Und alle paar Jahrzehnte, wenn der wunderbare alternativlose Kapitalismus wieder einmal ( weil determiniert d.h. zwangsläufig )am Zuammenbruch steht, initiieren die jeweils nationalen Bourgeoisie`n, mittels der Ihnen gehörenden Medien, der von Ihnen gekauften Politikern usw. nationalistische Ressentiments unter den von Ihnen Beherrschten. Der deutsche Lohnabhängige soll mit den grieschichen, italienischen, britischen usw.

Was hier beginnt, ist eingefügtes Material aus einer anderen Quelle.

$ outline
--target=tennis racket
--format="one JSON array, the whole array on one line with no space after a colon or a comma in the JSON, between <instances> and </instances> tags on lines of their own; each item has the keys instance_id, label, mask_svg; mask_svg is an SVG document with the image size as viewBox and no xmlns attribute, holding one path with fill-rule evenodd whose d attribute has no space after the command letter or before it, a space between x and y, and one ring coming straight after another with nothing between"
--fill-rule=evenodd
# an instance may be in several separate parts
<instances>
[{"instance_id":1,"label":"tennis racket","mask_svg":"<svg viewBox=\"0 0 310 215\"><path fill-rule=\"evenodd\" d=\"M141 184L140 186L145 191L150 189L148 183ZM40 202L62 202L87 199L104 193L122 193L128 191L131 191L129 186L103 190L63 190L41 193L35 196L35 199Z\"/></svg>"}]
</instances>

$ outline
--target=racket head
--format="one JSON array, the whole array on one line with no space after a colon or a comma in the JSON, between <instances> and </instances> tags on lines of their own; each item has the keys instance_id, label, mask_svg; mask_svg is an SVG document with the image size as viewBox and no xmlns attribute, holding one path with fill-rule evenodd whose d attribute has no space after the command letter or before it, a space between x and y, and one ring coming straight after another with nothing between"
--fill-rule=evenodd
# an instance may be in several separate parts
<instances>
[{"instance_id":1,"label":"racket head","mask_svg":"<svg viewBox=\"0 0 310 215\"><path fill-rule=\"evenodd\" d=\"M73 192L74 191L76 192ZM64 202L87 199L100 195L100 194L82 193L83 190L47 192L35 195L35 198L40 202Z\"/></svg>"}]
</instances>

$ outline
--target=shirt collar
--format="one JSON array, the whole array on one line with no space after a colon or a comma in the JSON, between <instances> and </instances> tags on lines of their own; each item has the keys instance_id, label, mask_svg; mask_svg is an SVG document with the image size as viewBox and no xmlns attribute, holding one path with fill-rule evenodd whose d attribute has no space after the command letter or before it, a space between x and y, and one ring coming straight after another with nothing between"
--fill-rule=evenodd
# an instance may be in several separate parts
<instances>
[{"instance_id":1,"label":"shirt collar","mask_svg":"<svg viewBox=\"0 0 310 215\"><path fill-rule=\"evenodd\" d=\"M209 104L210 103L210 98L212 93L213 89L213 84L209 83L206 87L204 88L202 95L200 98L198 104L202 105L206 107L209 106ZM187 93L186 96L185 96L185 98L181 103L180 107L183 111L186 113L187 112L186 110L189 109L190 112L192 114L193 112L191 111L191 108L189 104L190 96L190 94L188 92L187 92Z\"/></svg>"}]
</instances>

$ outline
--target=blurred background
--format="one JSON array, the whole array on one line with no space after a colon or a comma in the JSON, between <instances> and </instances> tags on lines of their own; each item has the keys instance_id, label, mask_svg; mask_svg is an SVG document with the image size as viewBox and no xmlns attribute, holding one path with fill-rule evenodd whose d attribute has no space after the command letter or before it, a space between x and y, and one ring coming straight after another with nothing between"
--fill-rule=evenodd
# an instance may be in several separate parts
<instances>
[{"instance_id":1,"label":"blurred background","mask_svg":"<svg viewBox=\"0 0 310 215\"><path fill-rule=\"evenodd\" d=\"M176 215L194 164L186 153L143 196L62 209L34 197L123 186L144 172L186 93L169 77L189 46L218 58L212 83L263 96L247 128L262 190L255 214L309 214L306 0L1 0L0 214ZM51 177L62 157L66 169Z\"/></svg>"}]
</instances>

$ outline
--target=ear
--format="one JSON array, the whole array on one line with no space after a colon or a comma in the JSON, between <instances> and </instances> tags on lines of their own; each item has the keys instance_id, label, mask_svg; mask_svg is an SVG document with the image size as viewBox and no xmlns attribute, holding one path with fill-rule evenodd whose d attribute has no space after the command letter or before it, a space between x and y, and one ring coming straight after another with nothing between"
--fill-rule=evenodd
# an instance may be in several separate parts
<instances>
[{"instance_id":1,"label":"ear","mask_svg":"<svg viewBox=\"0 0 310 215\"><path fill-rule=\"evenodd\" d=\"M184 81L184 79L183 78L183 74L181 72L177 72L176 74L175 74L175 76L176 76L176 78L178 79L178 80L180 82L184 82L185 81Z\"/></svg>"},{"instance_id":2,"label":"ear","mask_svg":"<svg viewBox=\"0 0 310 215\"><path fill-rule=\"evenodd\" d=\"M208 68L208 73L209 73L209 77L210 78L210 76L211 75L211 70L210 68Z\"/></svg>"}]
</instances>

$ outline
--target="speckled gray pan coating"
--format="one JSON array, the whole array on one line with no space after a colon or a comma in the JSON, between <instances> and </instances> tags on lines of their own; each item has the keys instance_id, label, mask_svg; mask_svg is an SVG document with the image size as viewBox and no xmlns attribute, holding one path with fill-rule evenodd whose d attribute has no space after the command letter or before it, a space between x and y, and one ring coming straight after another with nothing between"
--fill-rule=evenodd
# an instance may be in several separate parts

Lohnabhängigen um die Gunst seiner Herren streiten.
Siehe auch Bertolt Brecht`s " Wenn die Haifische Menschen wären."
http://mthielicke.blogsport.de/2011/...n-waeren-1948/

...
Das große Karthago führte 3 Kriege. Es war noch mächtig nach dem ersten, bewohnbar nach dem zweiten, es war unauffindbar nach dem Dritten. Die deutsche Bourgeoisie hat der Welt 2 Weltkriege aufgenötigt, hurra wir leben noch.
Nach dem dritten wird es Deutschland nicht mehr und wahrscheinlich wird es sogar die Menschheit nicht mehr geben.
Menschen aller Länder macht Schluss.







Zitat von sysop
Die Großbritannien-Schelte von Unionsfraktionschef Kauder sorgt für Ärger auf der Insel: Berlin und London hätten sich in der Euro-Krise völlig zerstritten, heißt es in der "Times". Das Treffen zwischen Kanzlerin Merkel und Premier Cameron am Freitag könnte ungemütlich werden.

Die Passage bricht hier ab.